Royal B.C. Museum interim CEO acknowledges there’s more to do on diversity, reconciliation
Ry Moran is the fourth CEO since 2021, when report found acts of racism, discrimination at Victoria museum

The newly-appointed interim CEO of the Royal B.C. Museum says there are large-scale efforts underway at the institution to address diversity and reconciliation with Indigenous Peoples.
Ry Moran is the museum’s fourth CEO since 2021, when then-CEO Jack Lohman stepped down after allegations of racism from Indigenous staff.
A subsequent report from the museum found that Indigenous and racialized staff at the Victoria museum were subject to discriminatory behaviour.
The museum went on to close exhibits that furthered colonial narratives. The First Peoples Gallery at the museum remains closed to this day.

“The hard work starts when you realize that something needs to change,” Moran told CBC News of the efforts to address racism.
“You know, it's actually the change and leaning into that change and doing it over and over again, even when it seems to falter or … go off the rails a little bit, that is of critical importance.”
While the museum is actively constructing a new archive and research building in nearby Colwood, questions continue to swirl around its long-term future in downtown Victoria, B.C., years after the province suspended a controversial $789-million rebuild.

Three weeks into his appointment, Moran acknowledged those issues were among the major ones he has to grapple with at the museum, which drew 620,000 visitors in the 2024-25 fiscal year.
The museum is a Crown corporation, and its 2024-25 annual report showed that it made $12.17 million in revenue from operations that fiscal year.
Repatriation efforts underway
The 2021 report into allegations of racism at the museum was released amid a wider reckoning of race and Indigenous relations across Canada.
It came after Haida Nation member Lucy Bell quit as head of the Royal B.C. Museum’s First Nations department and repatriation program, claiming the institution was home to discrimination, bullying and white privilege.
Sharanjit Kaur Sandhra, whose research looks at museums as spaces of belonging in B.C., said the impact of Bell’s resignation was massive for museums and cultural spaces across B.C.
“It was an institution, a public institution that is supposed to be managed … by our government. And so I think that implicates the racist systems within our own government as well,” Sandhra said of the resignation.
Sandhra was skeptical of the museum’s efforts to address the issue since then, especially given the CEO turnover, but she expressed hope that Moran can create capacity for truth-telling.

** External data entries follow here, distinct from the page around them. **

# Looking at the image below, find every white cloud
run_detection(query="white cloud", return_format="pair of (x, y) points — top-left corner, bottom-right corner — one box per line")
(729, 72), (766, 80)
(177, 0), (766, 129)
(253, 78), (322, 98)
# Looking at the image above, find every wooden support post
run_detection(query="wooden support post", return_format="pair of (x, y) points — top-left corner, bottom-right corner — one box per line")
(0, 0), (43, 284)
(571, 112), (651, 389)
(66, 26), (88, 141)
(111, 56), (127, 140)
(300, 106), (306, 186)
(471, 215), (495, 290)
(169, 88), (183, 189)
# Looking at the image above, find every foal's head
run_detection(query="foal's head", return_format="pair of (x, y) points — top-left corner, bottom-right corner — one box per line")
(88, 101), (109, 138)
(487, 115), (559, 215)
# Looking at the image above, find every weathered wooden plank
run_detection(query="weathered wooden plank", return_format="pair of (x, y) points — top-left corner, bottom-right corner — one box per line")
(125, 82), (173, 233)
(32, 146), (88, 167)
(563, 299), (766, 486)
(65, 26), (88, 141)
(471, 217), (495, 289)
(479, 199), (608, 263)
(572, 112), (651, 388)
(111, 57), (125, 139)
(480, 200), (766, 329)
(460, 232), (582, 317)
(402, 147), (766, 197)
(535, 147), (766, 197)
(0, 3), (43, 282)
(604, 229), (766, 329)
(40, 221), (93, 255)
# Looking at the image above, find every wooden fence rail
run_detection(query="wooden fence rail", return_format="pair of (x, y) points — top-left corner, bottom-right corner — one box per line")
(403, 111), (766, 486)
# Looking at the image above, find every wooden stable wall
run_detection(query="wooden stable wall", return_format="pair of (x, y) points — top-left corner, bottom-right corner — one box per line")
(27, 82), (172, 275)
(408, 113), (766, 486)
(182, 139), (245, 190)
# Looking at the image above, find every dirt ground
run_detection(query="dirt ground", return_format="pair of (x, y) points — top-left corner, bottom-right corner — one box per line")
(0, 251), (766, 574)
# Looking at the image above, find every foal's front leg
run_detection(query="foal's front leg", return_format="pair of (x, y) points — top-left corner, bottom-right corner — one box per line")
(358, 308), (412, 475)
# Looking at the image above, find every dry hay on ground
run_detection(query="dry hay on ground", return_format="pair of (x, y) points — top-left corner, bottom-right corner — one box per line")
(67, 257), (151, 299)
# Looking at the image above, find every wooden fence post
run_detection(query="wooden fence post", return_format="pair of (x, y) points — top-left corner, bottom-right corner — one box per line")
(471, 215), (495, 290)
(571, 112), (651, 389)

Moran is of Red River Métis descent, and came to the museum from the University of Victoria after over a decade at the National Centre for Truth and Reconciliation in Winnipeg.
He said that reconciliation is the establishment and maintenance of mutually respectful relationships, and said the museum was uniquely placed to explore that space.
The interim CEO added that the closure of the First Peoples Gallery — which he said would reopen in a phased manner starting later this year —was done so that the treasures and stories on display were respectful of original rights and title holders.
“That is actually broadly consistent with a sort of a global movement of resetting respectful relationships with Indigenous peoples — to ensure that, you know, those stories are told in a way that is accurate,” he said.

In addition, the museum’s latest annual report says a number of new staff positions were created to assist in the return of culturally-important items to Indigenous communities.
It says that it is working with over 60 communities to facilitate repatriations.
New archive building
The museum is set to open a publicly-accessible provincial archives, research and collections building in Colwood, west of Victoria, later this year.
Moran says the new space would allow researchers and the general public alike to further their knowledge of B.C.’s rich history.

Still, the long-term future of the museum at its current location is an open question, after a large-scale redesign was scrapped in 2022 following public backlash.
Moran said there would be questions about how the museum fits into the ongoing redevelopment of downtown Victoria.
“I think now that we know that [redesign] project isn't proceeding, it gives us a chance to really reassess again what either … a phased approach or other approaches look like in this space,” he said.